Palmer, a big-game hunter who posts pictures of his kills on social media, incited global outrage last month after killing a protected 13-year-old lion named Cecil in Zimbabwe’s Hwange national park.
A veteran bow hunter, Palmer killed a black bear illegally during a hunt inWisconsin in September 2006. He pleaded guilty to making a false statement about the hunt in 2008. Palmer paid a fine of nearly $3,000 and was sentenced to one year of probation.
According to court documents, Palmer was authorized by the Wisconsin department of natural resources to hunt and kill a bear within a certain zone.
Palmer, along with other members of his hunting group, killed the black bear about 40 miles outside of the authorized zone.
Palmer and the rest of the hunting group agreed to lie and say the bear was killed within the authorized zone if questioned by authorities. They transported the bear carcass to a registration station in the authorized zone, and Palmer filed a bear registration stub, falsely certifying that the bear had been killed in the zone.
Later, Palmer told an agent of the US Fish and Wildlife Service that he had shot the bear in the authorized zone and said that he thought the bear had been killed legally.
Photos obtained by ABC News from the Wisconsin department of natural resources show the black bear lying dead in the forest with Palmer posed behind it, his crossbow resting on the bear. Another photo shows Palmer posing next to the bear carcass strung up by chains so it appears to be standing.
Palmer has stayed out of the public eye since reports of Cecil’s death put him at the center of an international storm, and inspired several investigations and petitions. The lion was reportedly lured outside the park’s boundaries and wounded with a bow and arrow, before being shot dead hours later.

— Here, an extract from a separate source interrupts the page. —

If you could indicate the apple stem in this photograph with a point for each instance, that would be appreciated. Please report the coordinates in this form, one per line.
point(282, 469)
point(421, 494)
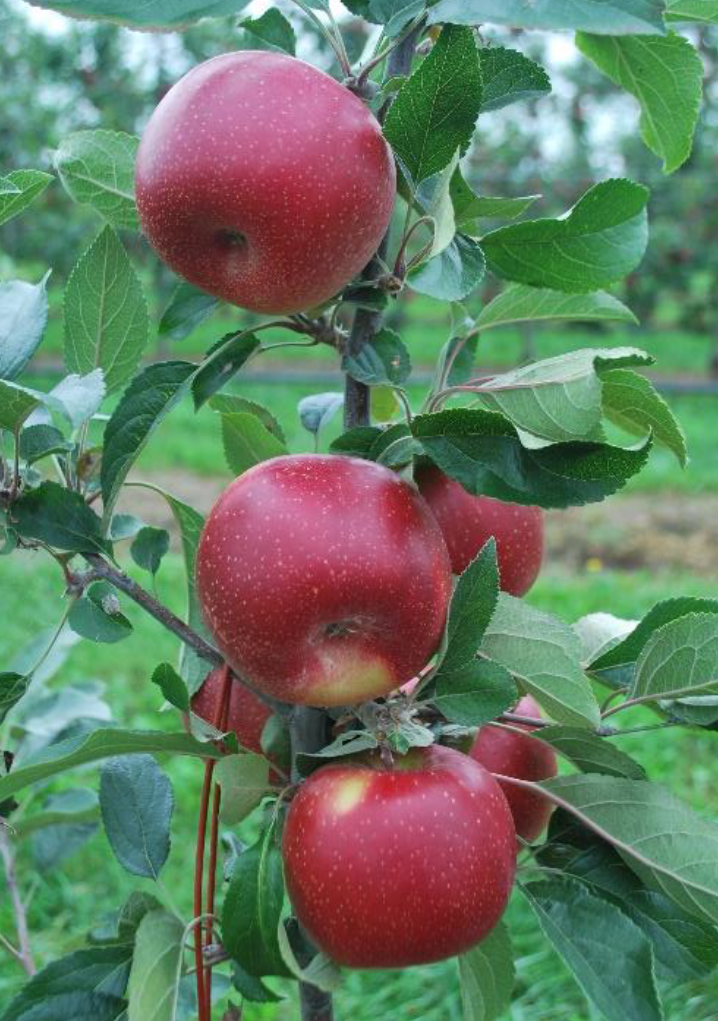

Zimbabwe has called for Palmer’s extradition from the US to face trial for financing an illegal hunt in July. The US Fish and Wildlife Service opened an investigation into the killing to see if any US laws were broken. A White Housepetition calling for the dentist’s extradition has reached 234,810 signatures, exceeding its goal of 100,000 signatures by 27 August.
River Bluff Dental, Palmer’s dental clinic in Bloomington, Minnesota, has remained closed since July. In a statement to the Guardian in July, Palmer said he had been in Zimbabwe earlier in the month on a bow-hunting trip.
“I hired several professionals and they secured all proper permits,” he said. “To my knowledge, everything about this trip was legal and properly handled and conducted.
“I had no idea that the lion I took was a known, local favorite, was collared and part of a study until the end of the hunt,” he said. “I relied on the expertise of my local professional guides to ensure a legal hunt.”